Un joven de 19 años estaba al lado derecho en un pasillo de la cárcel juvenil Zurquí, en Heredia, donde está recluido desde setiembre del 2014 por dos delitos. Al otro extremo del pasadizo, estaba Kiara, su perra american stafford, de 7 años.
Tenían casi dos años de no verse y el preso desconocía que la mañana de este viernes sucedería el ansiado reencuentro.
Cuando el muchacho observó al can, caminó hacia ella, la alcanzó, se agachó, la abrazó y lloró. Así comenzó la primera visita canina a un centro penal.
Su mamá, Alejandra Barboza, y su hermana, Jennifer, fueron quienes, en compañía de dos amigos, llevaron a Kiara.
"¿Por qué no me dijo que me la iban a traer?", fue lo primero que dijo el recluso entre sollozos.
No dijo más palabras por mucho tiempo. Se dedicó, únicamente, a abrazar a Kiara.
Un viejo amor. Kiara apareció en la vida del preso cuando ella tenía apenas un mes de nacida. Fue un regalo del padre del joven y, desde ese momento, se volvieron casi inseparables.
"Ella dormía conmigo en el cuarto. Yo la amo a ella, es divina. Tenía mucho miedo de no volver a verla", dijo el joven.
Contó que cuando el Organismo de Investigación Judicial (OIJ) allanó su vivienda, ubicada en San Antonio de Escazú, San José, Kiara se "asustó un montón".
"Ella vio cuando me detuvieron, fue muy doloroso para mí ese momento. La tenían amarrada, porque creían que era peligrosa. ¿Peligrosa? Es un amor, mi bebé", mencionó, al tiempo en el que le hacía cariño en el vientre.
Desde ese día, en el 2014, él dejó de verla y, según su mamá, Kiara "entró en depresión". "No se levantaba de la cama, como que pegaba unos suspiros. Ella estaba malita, no hacía nada. Solo lo esperaba", recordó.
Pero el estado de ánimo de la perra cambió para bien quince días después de la captura. "Él nos llamó y casi que ni nos saludó. Lo único que hizo fue pedir que pusiéramos el altavoz para poder hablar con la perra. Ella hasta movía la cola de la felicidad", narró la mujer.
Detalló que, como el joven sintió que ese método funcionó, lo sigue empleando.
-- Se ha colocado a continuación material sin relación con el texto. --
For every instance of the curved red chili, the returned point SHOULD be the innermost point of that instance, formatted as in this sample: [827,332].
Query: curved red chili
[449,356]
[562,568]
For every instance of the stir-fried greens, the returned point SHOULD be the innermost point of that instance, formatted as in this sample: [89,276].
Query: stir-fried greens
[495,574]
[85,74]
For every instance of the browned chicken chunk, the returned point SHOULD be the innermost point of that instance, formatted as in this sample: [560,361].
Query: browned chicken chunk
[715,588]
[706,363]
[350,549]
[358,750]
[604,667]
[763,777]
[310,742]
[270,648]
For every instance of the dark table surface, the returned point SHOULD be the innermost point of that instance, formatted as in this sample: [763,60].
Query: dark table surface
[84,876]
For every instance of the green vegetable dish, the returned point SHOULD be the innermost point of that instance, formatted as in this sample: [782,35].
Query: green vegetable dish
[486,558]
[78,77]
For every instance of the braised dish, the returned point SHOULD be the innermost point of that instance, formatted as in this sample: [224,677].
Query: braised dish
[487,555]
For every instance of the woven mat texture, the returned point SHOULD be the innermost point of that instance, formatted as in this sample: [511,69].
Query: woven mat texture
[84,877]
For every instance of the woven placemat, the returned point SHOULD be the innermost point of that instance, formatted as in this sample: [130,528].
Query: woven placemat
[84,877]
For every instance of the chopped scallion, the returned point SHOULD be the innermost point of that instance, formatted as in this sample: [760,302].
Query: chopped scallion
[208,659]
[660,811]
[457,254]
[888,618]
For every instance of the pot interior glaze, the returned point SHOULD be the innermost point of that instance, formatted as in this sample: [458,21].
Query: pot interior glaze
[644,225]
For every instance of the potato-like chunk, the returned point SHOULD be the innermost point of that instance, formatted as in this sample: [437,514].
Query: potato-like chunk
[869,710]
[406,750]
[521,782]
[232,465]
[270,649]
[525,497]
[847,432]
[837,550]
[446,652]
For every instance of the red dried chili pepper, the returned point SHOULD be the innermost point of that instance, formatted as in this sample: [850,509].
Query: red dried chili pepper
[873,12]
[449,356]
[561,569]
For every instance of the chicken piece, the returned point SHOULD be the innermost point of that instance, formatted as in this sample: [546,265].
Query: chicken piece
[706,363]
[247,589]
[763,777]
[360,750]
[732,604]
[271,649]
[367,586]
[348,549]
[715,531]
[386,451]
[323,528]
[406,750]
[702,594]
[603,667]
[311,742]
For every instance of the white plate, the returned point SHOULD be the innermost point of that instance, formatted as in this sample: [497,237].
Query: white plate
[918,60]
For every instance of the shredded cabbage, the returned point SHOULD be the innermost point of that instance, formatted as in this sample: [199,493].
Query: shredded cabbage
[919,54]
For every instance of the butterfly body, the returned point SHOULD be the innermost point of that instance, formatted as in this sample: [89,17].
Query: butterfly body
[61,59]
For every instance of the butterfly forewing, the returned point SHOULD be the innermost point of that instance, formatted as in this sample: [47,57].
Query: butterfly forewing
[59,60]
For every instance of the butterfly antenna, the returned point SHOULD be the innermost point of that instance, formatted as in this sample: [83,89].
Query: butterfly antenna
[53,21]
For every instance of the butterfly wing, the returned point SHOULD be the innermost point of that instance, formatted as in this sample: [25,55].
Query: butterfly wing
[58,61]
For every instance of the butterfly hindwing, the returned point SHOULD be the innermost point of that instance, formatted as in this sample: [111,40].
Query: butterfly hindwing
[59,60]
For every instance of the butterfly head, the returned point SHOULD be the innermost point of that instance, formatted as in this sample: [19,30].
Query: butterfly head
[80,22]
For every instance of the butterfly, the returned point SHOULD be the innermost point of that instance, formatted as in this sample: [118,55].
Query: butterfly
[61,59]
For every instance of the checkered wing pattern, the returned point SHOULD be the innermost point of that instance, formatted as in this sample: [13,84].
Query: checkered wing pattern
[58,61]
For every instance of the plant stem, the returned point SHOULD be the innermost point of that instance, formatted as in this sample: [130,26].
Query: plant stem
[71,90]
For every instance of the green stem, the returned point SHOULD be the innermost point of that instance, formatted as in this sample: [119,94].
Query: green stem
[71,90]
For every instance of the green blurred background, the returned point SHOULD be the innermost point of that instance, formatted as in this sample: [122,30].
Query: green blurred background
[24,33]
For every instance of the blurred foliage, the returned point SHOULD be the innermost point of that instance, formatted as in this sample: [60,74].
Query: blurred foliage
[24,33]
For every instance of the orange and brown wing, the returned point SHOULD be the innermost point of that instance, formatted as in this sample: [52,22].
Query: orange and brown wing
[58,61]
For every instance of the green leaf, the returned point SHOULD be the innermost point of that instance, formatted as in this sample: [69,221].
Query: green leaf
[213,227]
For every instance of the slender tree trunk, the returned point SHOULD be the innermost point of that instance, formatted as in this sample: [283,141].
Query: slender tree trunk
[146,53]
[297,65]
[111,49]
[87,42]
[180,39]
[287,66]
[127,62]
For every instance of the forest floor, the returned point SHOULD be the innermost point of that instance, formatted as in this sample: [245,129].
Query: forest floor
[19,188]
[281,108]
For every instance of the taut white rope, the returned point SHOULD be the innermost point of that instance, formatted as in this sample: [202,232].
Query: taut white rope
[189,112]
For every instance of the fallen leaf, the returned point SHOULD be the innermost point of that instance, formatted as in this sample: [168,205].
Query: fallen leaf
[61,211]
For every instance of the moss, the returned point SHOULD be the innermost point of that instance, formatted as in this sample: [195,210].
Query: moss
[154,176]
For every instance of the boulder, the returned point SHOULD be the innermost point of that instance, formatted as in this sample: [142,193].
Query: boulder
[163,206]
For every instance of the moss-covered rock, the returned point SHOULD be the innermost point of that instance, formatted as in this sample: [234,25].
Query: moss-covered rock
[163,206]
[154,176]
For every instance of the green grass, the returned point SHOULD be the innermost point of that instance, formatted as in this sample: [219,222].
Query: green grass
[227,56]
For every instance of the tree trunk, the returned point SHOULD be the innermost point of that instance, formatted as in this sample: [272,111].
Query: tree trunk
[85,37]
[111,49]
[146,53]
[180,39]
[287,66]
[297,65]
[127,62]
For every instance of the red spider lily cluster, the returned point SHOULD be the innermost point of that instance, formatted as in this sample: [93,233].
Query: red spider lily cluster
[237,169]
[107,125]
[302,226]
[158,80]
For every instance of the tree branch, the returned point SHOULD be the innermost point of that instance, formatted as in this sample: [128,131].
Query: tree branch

Como mínimo, "conversa" una vez al día con Kiara.
Según dijo el preso, su relación no solo es vía telefónica, sino que también la siente cerca por las fotografías que dice tener en donde duerme.
"Todos aquí la conocen, siempre les hablo de ella", apuntó. Por ello, este viernes, cada vez que veía a otro recluso, se detenía, lo llamaba y se la presentaba.
Terapia. Por ese gran amor, su mamá planeó esa visita sorpresa. Desde hace un mes, Barboza les había pedido permiso a las autoridades de la cárcel para llevar a la perra.
"Yo le dije a él que pidiera ese permiso, pero no quiso porque pensaba que le iban a decir que no. Entonces decidí ir yo. ¿Qué era lo peor que podía pasar? Que me dijeran que no, nada más", mencionó la madre.
Cuando llegó la solicitud a la Dirección del centro, un equipo técnico se reunió para analizar el caso.
Sofía Elizondo, trabajadora social de la prisión, detalló que lo que el buen comportamiento del recluso pesó para permitir el ingreso de la mascota. Pero, también, porque "permite sensibiliar un poco más al joven".
"En la cárcel hay un ambiente hostil. Lo que tratamos con esto es que ellos reflexionen sobre lo que tenían afuera y este tipo de acciones hacen que ellos abran sus sentiimientos.
"La población que tenemos acá fueron vulnerables en algún momento, pero a ellos no les gusta entrar a esas áreas de dolor de sus vidas. Creemos que si logramos tenerlos más conectados con sus emociones, están más abiertos a conectarse con sus heridas y superar malos ratos que tuvieron".